Clothing/Shoes £600 (next/M&S prices)
Toiletries £144
Haircuts £84
School Uniform £300
After school football and swimming £800
Birthday (party/present/days out) £500
Christmas (presents/days out) £500
Family days out £600
= £3528

(actually we are paying for school hol costs about £500 out of another account forgot about that! The availability to put extra funds towards hols comes from DC receiving money from other relatives at xmas/bday, about £600 per yr)

Maybe consider working out something like the above for your two OP.

LethargeMarg · 11/06/2022 12:03

Tipsyturvychocolatemonster · 11/06/2022 11:12

I’m shocked this is a serious question. Between date night and what you put on credit cards and your spends the pair of you blow nearly eight hundred a month just entertaining yourselves and that’s before you add in your take aways making it nearly a grand. You are quite low earners, and spend nearly a third of your incomes just enteraining youtselves.

We do this too but surely life is for living ? I'd rather spend money on pub lunches and haircuts than paying mortgage off early .

Gwenhwyfar · 11/06/2022 12:04

Takeaway once a week, date night once a month and haircut every 3 months only. I don't see that as 'lavish' at all! Plenty of people do all those things more regularly.

The nails I find unnecessary because of my own personal taste that nails painted at home look just as good. I really wouldn't say the same thing about people who cut or colour their own hair.

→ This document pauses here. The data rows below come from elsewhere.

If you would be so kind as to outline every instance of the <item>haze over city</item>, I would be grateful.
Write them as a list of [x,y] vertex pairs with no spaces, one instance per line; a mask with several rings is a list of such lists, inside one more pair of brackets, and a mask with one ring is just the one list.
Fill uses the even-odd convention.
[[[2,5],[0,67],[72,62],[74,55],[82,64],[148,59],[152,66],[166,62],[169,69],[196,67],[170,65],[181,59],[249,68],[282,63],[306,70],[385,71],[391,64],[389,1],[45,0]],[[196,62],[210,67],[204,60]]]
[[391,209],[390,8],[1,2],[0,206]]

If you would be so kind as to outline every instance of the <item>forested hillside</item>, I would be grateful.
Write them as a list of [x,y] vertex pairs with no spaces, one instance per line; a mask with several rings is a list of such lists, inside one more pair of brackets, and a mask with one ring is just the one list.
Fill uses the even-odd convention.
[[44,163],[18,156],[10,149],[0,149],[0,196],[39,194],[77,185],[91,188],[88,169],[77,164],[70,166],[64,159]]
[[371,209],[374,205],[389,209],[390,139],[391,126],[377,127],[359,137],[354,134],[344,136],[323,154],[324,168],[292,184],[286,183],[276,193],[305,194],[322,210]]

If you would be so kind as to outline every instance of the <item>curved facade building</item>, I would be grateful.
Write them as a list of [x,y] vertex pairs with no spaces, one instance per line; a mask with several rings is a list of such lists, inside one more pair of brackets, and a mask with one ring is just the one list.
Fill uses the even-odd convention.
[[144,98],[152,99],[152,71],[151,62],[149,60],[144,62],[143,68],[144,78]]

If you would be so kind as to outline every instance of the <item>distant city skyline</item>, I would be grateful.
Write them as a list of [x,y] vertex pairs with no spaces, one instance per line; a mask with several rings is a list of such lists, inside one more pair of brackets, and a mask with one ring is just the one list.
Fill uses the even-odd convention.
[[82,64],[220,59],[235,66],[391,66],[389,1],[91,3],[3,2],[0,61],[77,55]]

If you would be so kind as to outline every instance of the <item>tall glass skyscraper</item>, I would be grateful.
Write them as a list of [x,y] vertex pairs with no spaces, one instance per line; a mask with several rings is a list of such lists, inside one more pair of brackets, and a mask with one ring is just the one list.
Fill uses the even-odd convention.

Mellowyellow222 · 11/06/2022 12:06

Some of the responses on here are a bit odd. I’m not sure why people are cross with you!!

it’s okay to look at your finance and wonder how they compare. We all have an idea of what lifestyle we think we should have and it doesn’t always quite add up to real life!!

you seem to have a good lifestyle based on your income level. there are areas you could but back on if you want.

but ignore the nasty comments!

lazylittlelucy · 11/06/2022 12:09

A glaring omission from your expenditure is childcare fees. Presumably with 2 very young children and you working at least part time, you must pay for SOME childcare?

Gwenhwyfar · 11/06/2022 12:17

"(probably some snacks and coffees out) and can be easily replaced without feeling like struggling."

Can they? This is what makes life worth living. It would be like being on lockdown for the rest of your life.

Gwenhwyfar · 11/06/2022 12:20

"I do one or more of these everyday and the cost is almost nothing. Maybe £100 a year on a couple of pairs of trainers, which come out of my quite modest clothes spend."

You also need sports clothes so there is a spend on those when you start out - leggings, tops, jackets. I buy at Decathlon, but it's still an expense.